Easter came early this year, and in Indiana, the snow had no sooner melted than the air warmed up, the grass turned green, and the trees started budding in earnest. This is the fastest transformation I can remember from one season to the next.
In my family of numerous children, spouses and grandchildren, we get together to color more than 100 eggs, hide and help little ones find candy-filled eggs, and eat a delicious meal together. Although the tradition is relatively new for us, it is one that we cherish, looking into the eyes of the delighted children and realizing that to them, this is how it has always been done. It is their tradition.
After the festivities this year, I had a yearning to go back home? to visit my paternal grandparents.
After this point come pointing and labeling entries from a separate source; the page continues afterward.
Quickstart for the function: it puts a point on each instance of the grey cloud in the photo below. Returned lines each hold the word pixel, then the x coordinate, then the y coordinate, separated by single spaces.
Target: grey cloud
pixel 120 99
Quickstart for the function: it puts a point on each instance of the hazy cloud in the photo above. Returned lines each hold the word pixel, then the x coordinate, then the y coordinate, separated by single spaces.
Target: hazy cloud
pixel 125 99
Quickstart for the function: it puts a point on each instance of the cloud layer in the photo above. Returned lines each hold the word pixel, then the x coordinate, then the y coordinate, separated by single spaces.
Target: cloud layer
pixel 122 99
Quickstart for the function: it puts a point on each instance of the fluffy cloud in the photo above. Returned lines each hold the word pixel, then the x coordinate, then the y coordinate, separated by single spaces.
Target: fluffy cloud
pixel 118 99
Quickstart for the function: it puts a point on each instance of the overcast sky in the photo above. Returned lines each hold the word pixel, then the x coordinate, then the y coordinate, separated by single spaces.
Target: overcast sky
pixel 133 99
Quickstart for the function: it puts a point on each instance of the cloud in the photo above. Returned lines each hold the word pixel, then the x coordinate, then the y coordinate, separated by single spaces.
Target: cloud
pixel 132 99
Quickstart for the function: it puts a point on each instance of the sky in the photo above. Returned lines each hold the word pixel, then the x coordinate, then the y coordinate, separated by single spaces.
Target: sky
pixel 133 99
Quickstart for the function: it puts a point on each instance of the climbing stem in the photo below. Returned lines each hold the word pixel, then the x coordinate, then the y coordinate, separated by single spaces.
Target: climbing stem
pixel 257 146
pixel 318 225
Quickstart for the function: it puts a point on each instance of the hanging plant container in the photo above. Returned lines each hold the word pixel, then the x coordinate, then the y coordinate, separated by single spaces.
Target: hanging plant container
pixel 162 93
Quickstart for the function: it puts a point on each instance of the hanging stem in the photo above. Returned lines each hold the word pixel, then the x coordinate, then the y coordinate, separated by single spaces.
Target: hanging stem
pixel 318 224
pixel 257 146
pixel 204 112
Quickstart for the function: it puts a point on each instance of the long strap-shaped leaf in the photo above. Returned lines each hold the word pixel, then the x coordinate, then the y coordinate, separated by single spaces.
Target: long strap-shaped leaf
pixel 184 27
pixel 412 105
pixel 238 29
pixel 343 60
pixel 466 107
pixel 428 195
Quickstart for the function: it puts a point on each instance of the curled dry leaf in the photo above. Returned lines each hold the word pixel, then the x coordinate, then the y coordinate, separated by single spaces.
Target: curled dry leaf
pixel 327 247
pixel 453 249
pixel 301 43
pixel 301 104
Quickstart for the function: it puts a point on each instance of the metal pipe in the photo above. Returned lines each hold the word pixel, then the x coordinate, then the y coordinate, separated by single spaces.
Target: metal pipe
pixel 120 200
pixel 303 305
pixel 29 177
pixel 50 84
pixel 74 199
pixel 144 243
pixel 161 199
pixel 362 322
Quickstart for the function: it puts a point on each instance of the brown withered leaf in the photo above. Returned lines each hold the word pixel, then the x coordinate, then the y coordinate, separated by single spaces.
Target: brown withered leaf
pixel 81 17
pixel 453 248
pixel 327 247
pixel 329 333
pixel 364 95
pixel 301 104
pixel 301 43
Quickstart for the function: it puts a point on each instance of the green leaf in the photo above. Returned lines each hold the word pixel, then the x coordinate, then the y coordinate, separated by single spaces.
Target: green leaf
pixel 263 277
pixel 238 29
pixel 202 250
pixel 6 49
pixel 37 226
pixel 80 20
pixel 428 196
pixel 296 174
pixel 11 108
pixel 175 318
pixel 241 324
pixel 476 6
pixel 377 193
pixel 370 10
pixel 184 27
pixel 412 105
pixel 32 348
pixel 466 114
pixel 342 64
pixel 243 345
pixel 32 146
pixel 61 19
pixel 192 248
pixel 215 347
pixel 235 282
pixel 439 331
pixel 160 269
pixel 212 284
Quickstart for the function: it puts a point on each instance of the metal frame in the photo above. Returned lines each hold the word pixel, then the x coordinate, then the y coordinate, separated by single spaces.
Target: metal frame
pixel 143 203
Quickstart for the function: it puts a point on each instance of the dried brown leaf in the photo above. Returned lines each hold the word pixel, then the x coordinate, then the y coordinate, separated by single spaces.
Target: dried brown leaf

I knew I could not go back to that magical time when they were alive, but after conducting lunchtime genealogical research the last couple of years, I knew I could find the old cemetery where they and other ancestors I had found? were buried and visit them there.
So, after Easter egg day with the kids, my husband and I set out to find a graveyard on top of a hill in the southern Indiana forest, a cemetery whose tiny church had long ago been obliterated by a tornado. We circled around until we found it, then planted flowers on the graves of my grandparents, great-grandparents, great-great-grandparents and one great-great-great grandfather. Surprisingly, I feel not only more connected to them by this small action, I also feel as though I know myself a bit better, which is undoubtedly an auspicious start to the new season.